İşte bu dört alanda mücadele veren sadece İslamcılardır. 1979’da İran’da bir devrim yapıldı. 45 senedir ağır ambargo altında olmasına, bir dizi hata ve yanlışa rağmen ayakta durmaya çalışıyor. Dünyanın en yoksul insanların yaşadığı Afganistan’da, İslamcılar Rusları kovdukları gibi Amerikalıları da kovdular. Lübnan Hizbullahı ile Gazze’de İsrail’i iki kere ölüm sekeratına yatıran, Amerika’yı kendisiyle anlaşma yapmaya mecbur eden Yemen Ensarullahı İslamcıdır. Hamas İhvan’a mensup bir İslamcı örgüttür ve maruz kaldığı katliam ve mağduriyet dünyanın vicdanını ayağa kaldırdı. Özellikle, Batı dünyasında seslerini bir türlü hükümetlere ulaştıramayan milyonlarca hanif insan İslamcıların yanında yer aldı, bu küresel düzeyde yeni bir Hilfül Fudul’un ilk adımı olacak.

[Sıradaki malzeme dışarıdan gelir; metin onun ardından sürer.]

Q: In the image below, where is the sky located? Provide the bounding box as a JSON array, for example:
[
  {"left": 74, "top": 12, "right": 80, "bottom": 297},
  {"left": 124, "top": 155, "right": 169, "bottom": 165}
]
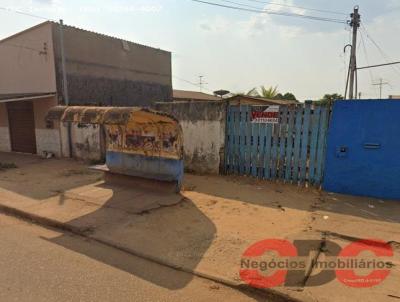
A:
[{"left": 0, "top": 0, "right": 400, "bottom": 100}]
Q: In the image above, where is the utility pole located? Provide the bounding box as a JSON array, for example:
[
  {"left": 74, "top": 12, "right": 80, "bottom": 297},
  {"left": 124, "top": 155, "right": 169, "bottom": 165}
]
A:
[
  {"left": 372, "top": 78, "right": 389, "bottom": 99},
  {"left": 60, "top": 20, "right": 69, "bottom": 106},
  {"left": 60, "top": 19, "right": 73, "bottom": 157},
  {"left": 349, "top": 5, "right": 361, "bottom": 99},
  {"left": 199, "top": 76, "right": 208, "bottom": 92}
]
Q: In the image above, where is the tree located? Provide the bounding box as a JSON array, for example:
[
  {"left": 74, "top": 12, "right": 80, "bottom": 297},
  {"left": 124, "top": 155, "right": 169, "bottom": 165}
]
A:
[
  {"left": 274, "top": 92, "right": 297, "bottom": 101},
  {"left": 239, "top": 85, "right": 296, "bottom": 101},
  {"left": 315, "top": 93, "right": 344, "bottom": 105}
]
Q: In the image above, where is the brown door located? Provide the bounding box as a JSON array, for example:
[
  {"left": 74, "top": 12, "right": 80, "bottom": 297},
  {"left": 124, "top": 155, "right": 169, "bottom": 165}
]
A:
[{"left": 7, "top": 101, "right": 36, "bottom": 154}]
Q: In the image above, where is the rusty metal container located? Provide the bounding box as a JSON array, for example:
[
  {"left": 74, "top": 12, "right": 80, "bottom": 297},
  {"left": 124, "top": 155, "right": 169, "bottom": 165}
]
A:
[{"left": 46, "top": 106, "right": 183, "bottom": 191}]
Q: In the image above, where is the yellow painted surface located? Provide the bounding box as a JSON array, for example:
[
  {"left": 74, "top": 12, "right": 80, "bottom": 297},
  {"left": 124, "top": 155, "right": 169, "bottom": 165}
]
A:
[{"left": 106, "top": 111, "right": 183, "bottom": 159}]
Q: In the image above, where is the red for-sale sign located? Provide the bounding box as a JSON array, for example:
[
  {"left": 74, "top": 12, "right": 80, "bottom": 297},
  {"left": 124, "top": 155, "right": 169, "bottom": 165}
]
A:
[{"left": 251, "top": 105, "right": 279, "bottom": 124}]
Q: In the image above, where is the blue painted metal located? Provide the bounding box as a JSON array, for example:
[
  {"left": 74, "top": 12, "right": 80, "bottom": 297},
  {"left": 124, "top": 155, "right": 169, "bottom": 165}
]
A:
[
  {"left": 292, "top": 106, "right": 303, "bottom": 184},
  {"left": 299, "top": 102, "right": 311, "bottom": 183},
  {"left": 251, "top": 124, "right": 260, "bottom": 177},
  {"left": 323, "top": 100, "right": 400, "bottom": 199},
  {"left": 264, "top": 124, "right": 273, "bottom": 179},
  {"left": 238, "top": 106, "right": 247, "bottom": 175},
  {"left": 308, "top": 106, "right": 321, "bottom": 184},
  {"left": 314, "top": 106, "right": 330, "bottom": 186},
  {"left": 285, "top": 110, "right": 296, "bottom": 182},
  {"left": 225, "top": 104, "right": 328, "bottom": 185},
  {"left": 234, "top": 107, "right": 242, "bottom": 174},
  {"left": 278, "top": 107, "right": 288, "bottom": 179},
  {"left": 244, "top": 107, "right": 252, "bottom": 175},
  {"left": 258, "top": 124, "right": 267, "bottom": 178},
  {"left": 106, "top": 151, "right": 183, "bottom": 185}
]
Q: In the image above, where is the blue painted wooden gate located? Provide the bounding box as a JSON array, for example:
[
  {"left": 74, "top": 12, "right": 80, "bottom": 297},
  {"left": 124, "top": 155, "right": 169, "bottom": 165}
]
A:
[
  {"left": 225, "top": 103, "right": 330, "bottom": 186},
  {"left": 323, "top": 100, "right": 400, "bottom": 199}
]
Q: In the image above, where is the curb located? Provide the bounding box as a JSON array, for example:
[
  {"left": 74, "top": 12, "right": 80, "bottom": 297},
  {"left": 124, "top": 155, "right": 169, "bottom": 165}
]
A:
[{"left": 0, "top": 204, "right": 303, "bottom": 302}]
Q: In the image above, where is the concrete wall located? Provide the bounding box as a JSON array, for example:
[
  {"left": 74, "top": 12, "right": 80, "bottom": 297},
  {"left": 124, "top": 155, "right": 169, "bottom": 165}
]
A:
[
  {"left": 0, "top": 98, "right": 61, "bottom": 156},
  {"left": 0, "top": 103, "right": 11, "bottom": 152},
  {"left": 60, "top": 123, "right": 103, "bottom": 161},
  {"left": 33, "top": 97, "right": 61, "bottom": 157},
  {"left": 155, "top": 101, "right": 226, "bottom": 174},
  {"left": 0, "top": 23, "right": 56, "bottom": 94},
  {"left": 53, "top": 24, "right": 172, "bottom": 106}
]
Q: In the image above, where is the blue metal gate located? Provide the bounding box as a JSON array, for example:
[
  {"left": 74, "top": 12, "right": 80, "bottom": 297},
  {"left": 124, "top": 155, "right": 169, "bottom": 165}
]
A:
[
  {"left": 323, "top": 100, "right": 400, "bottom": 199},
  {"left": 225, "top": 103, "right": 329, "bottom": 186}
]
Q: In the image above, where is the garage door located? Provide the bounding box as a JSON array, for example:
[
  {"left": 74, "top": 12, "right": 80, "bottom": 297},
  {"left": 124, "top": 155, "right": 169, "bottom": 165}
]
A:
[
  {"left": 324, "top": 100, "right": 400, "bottom": 199},
  {"left": 7, "top": 101, "right": 36, "bottom": 154}
]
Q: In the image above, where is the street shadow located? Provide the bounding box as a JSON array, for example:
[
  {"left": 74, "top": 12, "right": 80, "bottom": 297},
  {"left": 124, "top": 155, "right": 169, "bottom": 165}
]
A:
[
  {"left": 49, "top": 183, "right": 216, "bottom": 290},
  {"left": 184, "top": 174, "right": 400, "bottom": 223},
  {"left": 0, "top": 152, "right": 102, "bottom": 201}
]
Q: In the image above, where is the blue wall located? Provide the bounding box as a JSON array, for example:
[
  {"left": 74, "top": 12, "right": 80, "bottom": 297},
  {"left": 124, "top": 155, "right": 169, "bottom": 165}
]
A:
[{"left": 323, "top": 100, "right": 400, "bottom": 199}]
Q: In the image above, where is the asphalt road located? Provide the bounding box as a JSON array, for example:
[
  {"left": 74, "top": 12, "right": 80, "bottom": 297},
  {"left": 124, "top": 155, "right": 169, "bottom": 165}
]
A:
[{"left": 0, "top": 214, "right": 263, "bottom": 302}]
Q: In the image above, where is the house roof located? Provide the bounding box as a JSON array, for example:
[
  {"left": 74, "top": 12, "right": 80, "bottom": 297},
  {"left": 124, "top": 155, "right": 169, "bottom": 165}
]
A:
[
  {"left": 0, "top": 92, "right": 56, "bottom": 103},
  {"left": 0, "top": 21, "right": 169, "bottom": 53},
  {"left": 226, "top": 94, "right": 299, "bottom": 105},
  {"left": 173, "top": 90, "right": 221, "bottom": 101}
]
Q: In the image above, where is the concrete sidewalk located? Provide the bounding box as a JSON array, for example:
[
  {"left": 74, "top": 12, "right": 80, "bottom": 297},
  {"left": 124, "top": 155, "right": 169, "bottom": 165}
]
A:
[{"left": 0, "top": 154, "right": 400, "bottom": 301}]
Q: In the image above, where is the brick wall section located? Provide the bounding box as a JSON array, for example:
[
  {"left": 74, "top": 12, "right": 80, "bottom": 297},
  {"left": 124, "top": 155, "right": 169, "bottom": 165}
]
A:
[
  {"left": 154, "top": 101, "right": 226, "bottom": 174},
  {"left": 53, "top": 23, "right": 172, "bottom": 106}
]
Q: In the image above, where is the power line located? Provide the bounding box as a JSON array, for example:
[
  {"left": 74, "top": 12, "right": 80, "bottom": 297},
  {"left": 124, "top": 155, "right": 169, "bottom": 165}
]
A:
[
  {"left": 361, "top": 23, "right": 400, "bottom": 76},
  {"left": 172, "top": 75, "right": 212, "bottom": 92},
  {"left": 0, "top": 6, "right": 57, "bottom": 22},
  {"left": 360, "top": 32, "right": 374, "bottom": 84},
  {"left": 0, "top": 42, "right": 44, "bottom": 53},
  {"left": 241, "top": 0, "right": 347, "bottom": 16},
  {"left": 191, "top": 0, "right": 346, "bottom": 24}
]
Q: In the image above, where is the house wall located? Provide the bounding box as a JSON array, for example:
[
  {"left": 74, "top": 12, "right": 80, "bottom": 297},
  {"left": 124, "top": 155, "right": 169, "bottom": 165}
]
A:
[
  {"left": 0, "top": 23, "right": 56, "bottom": 94},
  {"left": 53, "top": 23, "right": 172, "bottom": 106},
  {"left": 33, "top": 97, "right": 61, "bottom": 157},
  {"left": 154, "top": 101, "right": 226, "bottom": 174},
  {"left": 60, "top": 123, "right": 103, "bottom": 161},
  {"left": 0, "top": 103, "right": 11, "bottom": 152},
  {"left": 0, "top": 97, "right": 61, "bottom": 156}
]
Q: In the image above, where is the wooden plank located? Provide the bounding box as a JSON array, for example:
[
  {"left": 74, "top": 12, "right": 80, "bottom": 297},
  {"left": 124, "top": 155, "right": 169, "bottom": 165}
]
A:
[
  {"left": 238, "top": 105, "right": 247, "bottom": 175},
  {"left": 258, "top": 124, "right": 267, "bottom": 178},
  {"left": 229, "top": 106, "right": 237, "bottom": 174},
  {"left": 285, "top": 107, "right": 296, "bottom": 183},
  {"left": 308, "top": 106, "right": 321, "bottom": 185},
  {"left": 244, "top": 106, "right": 252, "bottom": 175},
  {"left": 224, "top": 106, "right": 232, "bottom": 174},
  {"left": 299, "top": 102, "right": 311, "bottom": 184},
  {"left": 315, "top": 106, "right": 329, "bottom": 186},
  {"left": 264, "top": 124, "right": 273, "bottom": 179},
  {"left": 278, "top": 106, "right": 288, "bottom": 179},
  {"left": 292, "top": 106, "right": 304, "bottom": 184},
  {"left": 251, "top": 124, "right": 260, "bottom": 177},
  {"left": 271, "top": 124, "right": 279, "bottom": 179},
  {"left": 235, "top": 106, "right": 242, "bottom": 174}
]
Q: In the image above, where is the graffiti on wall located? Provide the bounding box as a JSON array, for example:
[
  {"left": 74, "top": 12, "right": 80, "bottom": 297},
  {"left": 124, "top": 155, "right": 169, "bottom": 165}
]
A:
[{"left": 107, "top": 122, "right": 182, "bottom": 159}]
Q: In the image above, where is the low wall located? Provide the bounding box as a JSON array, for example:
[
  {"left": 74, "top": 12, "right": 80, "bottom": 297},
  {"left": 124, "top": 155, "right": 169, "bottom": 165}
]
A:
[
  {"left": 154, "top": 101, "right": 226, "bottom": 174},
  {"left": 60, "top": 123, "right": 103, "bottom": 161}
]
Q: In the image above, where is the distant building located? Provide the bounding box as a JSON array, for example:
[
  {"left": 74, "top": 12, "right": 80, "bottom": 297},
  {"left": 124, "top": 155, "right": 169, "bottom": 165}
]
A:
[
  {"left": 225, "top": 95, "right": 299, "bottom": 105},
  {"left": 173, "top": 90, "right": 221, "bottom": 102},
  {"left": 0, "top": 22, "right": 172, "bottom": 154}
]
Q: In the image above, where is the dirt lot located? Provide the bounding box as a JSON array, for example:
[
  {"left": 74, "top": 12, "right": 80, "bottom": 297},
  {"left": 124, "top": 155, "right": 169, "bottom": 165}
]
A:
[{"left": 0, "top": 153, "right": 400, "bottom": 301}]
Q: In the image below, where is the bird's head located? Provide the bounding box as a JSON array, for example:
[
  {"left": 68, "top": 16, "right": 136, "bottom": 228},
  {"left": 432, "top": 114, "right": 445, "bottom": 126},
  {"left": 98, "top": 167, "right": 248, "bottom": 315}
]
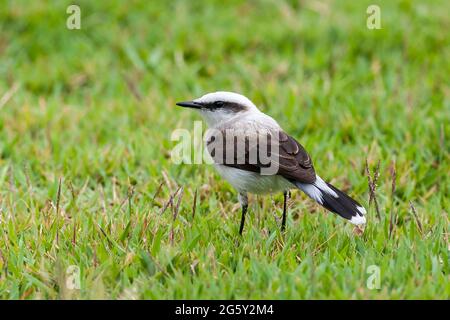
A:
[{"left": 177, "top": 91, "right": 258, "bottom": 126}]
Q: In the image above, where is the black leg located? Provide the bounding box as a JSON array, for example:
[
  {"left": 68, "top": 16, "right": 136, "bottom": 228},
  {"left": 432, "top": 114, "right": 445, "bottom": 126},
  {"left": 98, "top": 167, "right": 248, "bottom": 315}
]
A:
[
  {"left": 239, "top": 204, "right": 248, "bottom": 236},
  {"left": 281, "top": 191, "right": 291, "bottom": 231}
]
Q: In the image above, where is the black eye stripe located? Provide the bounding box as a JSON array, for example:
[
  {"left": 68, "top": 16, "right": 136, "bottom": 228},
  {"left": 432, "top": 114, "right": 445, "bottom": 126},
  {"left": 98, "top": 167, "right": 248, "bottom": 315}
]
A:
[{"left": 205, "top": 101, "right": 247, "bottom": 112}]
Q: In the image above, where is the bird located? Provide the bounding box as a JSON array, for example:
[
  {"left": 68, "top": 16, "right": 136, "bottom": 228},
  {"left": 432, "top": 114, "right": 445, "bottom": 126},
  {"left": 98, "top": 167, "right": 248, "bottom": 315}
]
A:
[{"left": 176, "top": 91, "right": 366, "bottom": 235}]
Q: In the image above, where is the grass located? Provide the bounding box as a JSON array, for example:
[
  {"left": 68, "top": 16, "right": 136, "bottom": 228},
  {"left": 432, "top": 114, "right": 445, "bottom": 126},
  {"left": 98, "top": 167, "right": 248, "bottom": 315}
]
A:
[{"left": 0, "top": 0, "right": 450, "bottom": 299}]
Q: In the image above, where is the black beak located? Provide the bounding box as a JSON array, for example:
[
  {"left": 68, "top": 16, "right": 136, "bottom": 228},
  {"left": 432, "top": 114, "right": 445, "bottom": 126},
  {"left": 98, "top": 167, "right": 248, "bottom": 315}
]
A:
[{"left": 177, "top": 101, "right": 202, "bottom": 109}]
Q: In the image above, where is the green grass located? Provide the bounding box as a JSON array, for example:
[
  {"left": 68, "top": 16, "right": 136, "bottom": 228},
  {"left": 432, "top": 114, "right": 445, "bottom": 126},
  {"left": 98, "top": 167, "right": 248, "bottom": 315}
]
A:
[{"left": 0, "top": 0, "right": 450, "bottom": 299}]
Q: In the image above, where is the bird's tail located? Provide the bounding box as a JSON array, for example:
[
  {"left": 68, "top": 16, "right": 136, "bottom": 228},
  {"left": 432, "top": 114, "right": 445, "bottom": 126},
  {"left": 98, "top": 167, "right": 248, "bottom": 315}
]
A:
[{"left": 294, "top": 175, "right": 366, "bottom": 225}]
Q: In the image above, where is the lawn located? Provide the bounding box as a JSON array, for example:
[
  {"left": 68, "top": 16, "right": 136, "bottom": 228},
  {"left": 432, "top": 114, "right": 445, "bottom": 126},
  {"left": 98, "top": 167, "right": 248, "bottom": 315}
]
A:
[{"left": 0, "top": 0, "right": 450, "bottom": 299}]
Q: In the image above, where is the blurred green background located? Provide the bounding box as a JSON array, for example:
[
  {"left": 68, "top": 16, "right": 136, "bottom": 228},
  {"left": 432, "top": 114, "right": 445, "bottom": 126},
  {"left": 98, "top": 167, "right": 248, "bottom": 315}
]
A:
[{"left": 0, "top": 0, "right": 450, "bottom": 299}]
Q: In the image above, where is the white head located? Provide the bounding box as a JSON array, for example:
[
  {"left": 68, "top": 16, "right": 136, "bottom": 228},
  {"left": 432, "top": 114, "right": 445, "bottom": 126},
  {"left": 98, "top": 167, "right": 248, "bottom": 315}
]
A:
[{"left": 177, "top": 91, "right": 259, "bottom": 126}]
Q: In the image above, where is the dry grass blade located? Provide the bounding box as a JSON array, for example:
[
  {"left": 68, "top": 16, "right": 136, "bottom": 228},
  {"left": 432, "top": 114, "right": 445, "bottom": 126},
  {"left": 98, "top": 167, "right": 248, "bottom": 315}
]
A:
[
  {"left": 409, "top": 201, "right": 423, "bottom": 234},
  {"left": 192, "top": 189, "right": 197, "bottom": 220},
  {"left": 169, "top": 187, "right": 184, "bottom": 244},
  {"left": 389, "top": 159, "right": 397, "bottom": 239},
  {"left": 366, "top": 159, "right": 381, "bottom": 219},
  {"left": 160, "top": 187, "right": 181, "bottom": 214}
]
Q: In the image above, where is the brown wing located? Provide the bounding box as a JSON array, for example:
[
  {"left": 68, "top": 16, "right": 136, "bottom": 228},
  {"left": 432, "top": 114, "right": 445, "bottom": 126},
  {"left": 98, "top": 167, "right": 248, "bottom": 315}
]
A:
[{"left": 207, "top": 131, "right": 316, "bottom": 183}]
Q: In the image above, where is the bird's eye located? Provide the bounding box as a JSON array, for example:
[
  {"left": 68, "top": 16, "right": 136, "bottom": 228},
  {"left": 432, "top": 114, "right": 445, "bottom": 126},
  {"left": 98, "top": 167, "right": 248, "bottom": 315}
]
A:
[{"left": 214, "top": 101, "right": 225, "bottom": 108}]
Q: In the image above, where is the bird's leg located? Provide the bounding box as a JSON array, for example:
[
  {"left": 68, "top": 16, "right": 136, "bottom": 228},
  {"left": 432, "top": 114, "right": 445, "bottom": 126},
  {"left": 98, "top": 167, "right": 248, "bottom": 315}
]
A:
[
  {"left": 238, "top": 193, "right": 248, "bottom": 235},
  {"left": 281, "top": 191, "right": 291, "bottom": 231}
]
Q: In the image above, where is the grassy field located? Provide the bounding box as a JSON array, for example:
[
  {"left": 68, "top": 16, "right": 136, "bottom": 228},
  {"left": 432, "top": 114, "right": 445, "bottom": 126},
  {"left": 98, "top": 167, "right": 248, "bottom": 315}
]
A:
[{"left": 0, "top": 0, "right": 450, "bottom": 299}]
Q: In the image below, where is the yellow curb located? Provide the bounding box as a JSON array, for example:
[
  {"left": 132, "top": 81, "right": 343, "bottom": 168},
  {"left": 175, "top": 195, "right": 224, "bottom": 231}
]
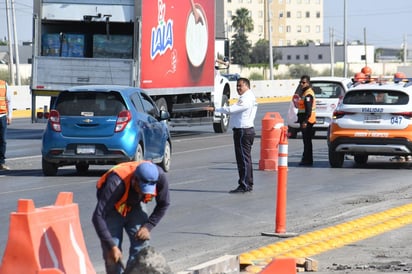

İslamcı geleneğimiz açısından yeniden bir okumaya ve kritiğe tabi tutmamız gereken belli başlı şahsiyetler var. Bazı akademisyenlerimiz, entelektüellerimiz bunları küçümseyebilir, fakat bunları yeniden düşünüp kritik etmemiz, bu müstesna zatların fikirlerinden ve tecrübelerinden yeni bir anlam ve yol haritası çıkarmamız mümkün. Başka onlarcası olmakla beraber, ben özellikle 10 ismi işaret edeceğim:
Ebu A’la Mevdudi, Seyyid Kutup, Malik bin Nebi, Ayetullah Humeyni, Ali Şeriati, Aliya İzzetbegoviç, Roger Garaudy, Hasan Turabi, Raşit el Ganuşi ve elbette Said Nursi.
Ben İslamcılığın ölmediğini, tam aksine dirilme halinde olduğunu ve İslam dünyasının da kurtuluşunun ancak bu siyasetle, bu doktrinle, bu akımla sağlanabileceğini düşünüyorum.